Sentiment analysis is gaining popularity these days. However, subtleties such as irony, comedy, or sarcasm are difficult to determine with a simple sentiment analysis. Sentiment or emotion analysis may be challenging in natural language processing because machines must be educated to assess and comprehend emotions in the same way that the human brain does. Moreover, sentiment analysis of brief texts, such as single lines and Twitter posts, is difficult due to the lack of contextual information.
Which algorithm is preferred to be used for sentiment analysis?
For sentiment analysis, the XGBoost and Naive Bayes algorithms provide the highest accuracy. XGBoost is well-known for its speed as well as its great accuracy. The Naive Bayes method is well-known for its performance in various text classification tasks and requires less training data. As a result, using these two algorithms for sentiment analysis is highly preferred.
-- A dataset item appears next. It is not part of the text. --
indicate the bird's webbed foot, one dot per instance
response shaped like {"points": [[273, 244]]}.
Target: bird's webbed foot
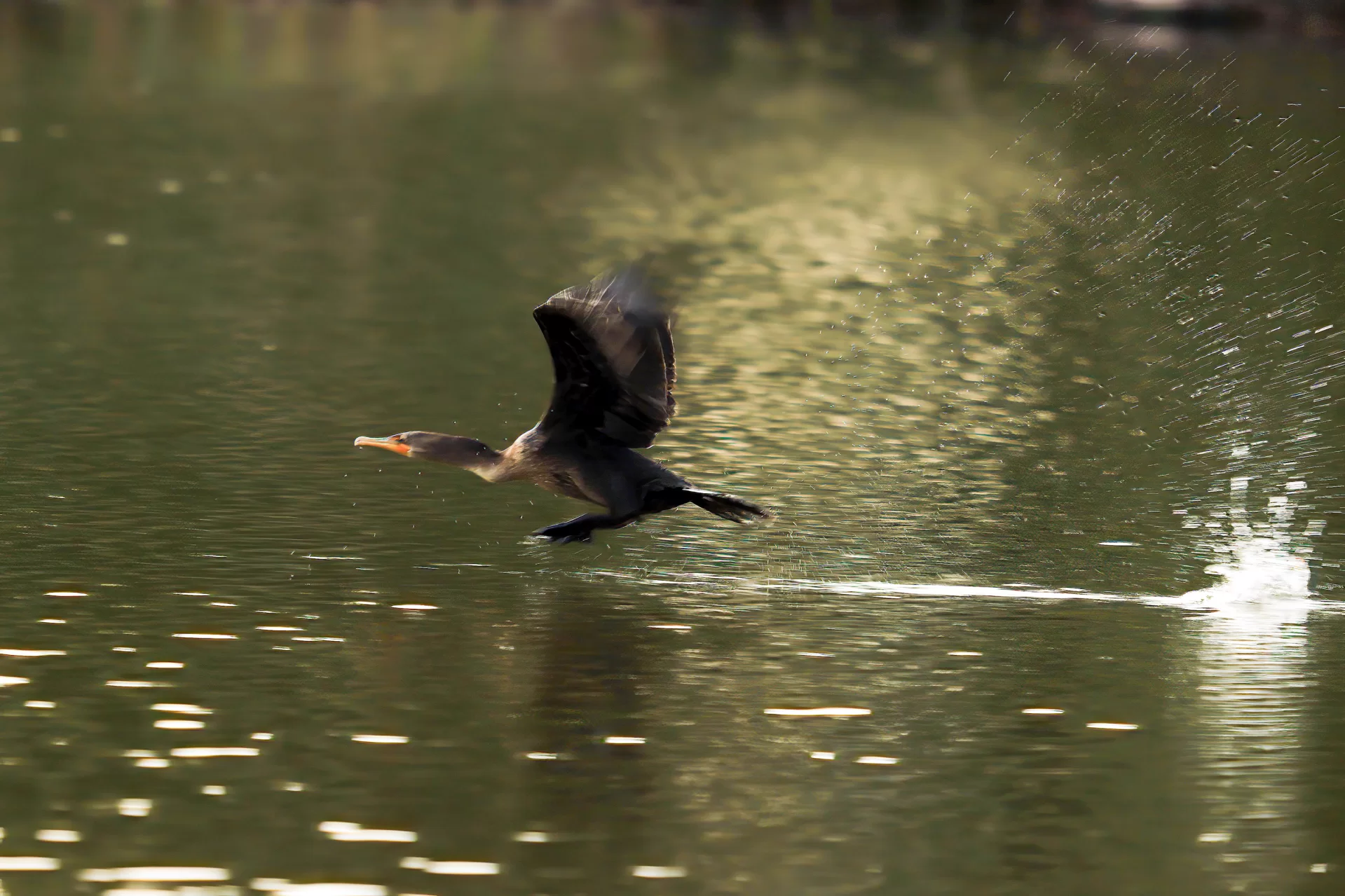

Is the use of LSTM preferred for sentiment analysis?
The LSTM network is a form of RNN network that can recognize long-term dependencies. They are frequently employed nowadays for a range of tasks such as speech recognition, text categorization, sentiment analysis, and so on. LSTM makes it simple to analyze sentiment in text reviews. LSTMs are specifically designed to overlook the problem of long-term reliance. It is basically their default habit to remember information for an extended period of time. As a result, it is preferred for sentiment analysis.